Algérie: la campagne électorale s’achève, Bouteflika accuse Benflis de violences

La campagne pour l'élection présidentielle de jeudi en Algérie s'achève dimanche après des échanges d'une rare violence, le président sortant Abdelaziz Bouteflika accusant de "terrorisme" son principal rival Ali Benflis, qui n'a cessé de dénoncer les risq

La campagne pour l'élection présidentielle de jeudi en Algérie s'achève dimanche après des échanges d'une rare violence, le président sortant Abdelaziz Bouteflika accusant de "terrorisme" son principal rival Ali Benflis, qui n'a cessé de dénoncer les risques de fraude.
Les Algériens sont appelés aux urnes le 17 avril pour élire leur président au cours d'un scrutin a priori sans surprise, M. Bouteflika apparaissant comme le grand favori malgré ses ennuis de santé qui l'ont empêché de mener lui-même campagne.
Les émissaires du président ont clôturé la campagne dans une salle parée de vert et de rouge au sein du complexe olympique de Chéraga, à l'ouest d'Alger.

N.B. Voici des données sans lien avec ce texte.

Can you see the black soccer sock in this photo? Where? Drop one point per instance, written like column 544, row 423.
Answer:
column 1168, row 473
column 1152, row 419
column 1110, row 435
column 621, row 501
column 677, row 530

Ils ont vanté le "miracle" de leur champion qui "a sorti l'Algérie des ténèbres vers la lumière".
M. Benflis devait réunir ses partisans en milieu d'après-midi au stade municipal de Rouiba (est).
Absent de la campagne entamée le 23 mars, M. Bouteflika y a apporté samedi soir un ton tout à fait inattendu lors d'une audience accordée au chef de diplomatie espagnole, José Manuel Garcia-Margallo.
Il a accusé M. Benflis d'avoir appelé à la violence, osant même le terme de "terrorisme".
"Qu'un candidat vienne menacer les walis (préfets) et les autorités", disant "de faire attention à leurs familles et à leurs enfants en cas de fraude, cela veut dire quoi", a déclaré M. Bouteflika devant son hôte.
C'est "du terrorisme à travers la télévision", a souligné M. Bouteflika, observant en français que la campagne avait parfois "manqué d'élégance".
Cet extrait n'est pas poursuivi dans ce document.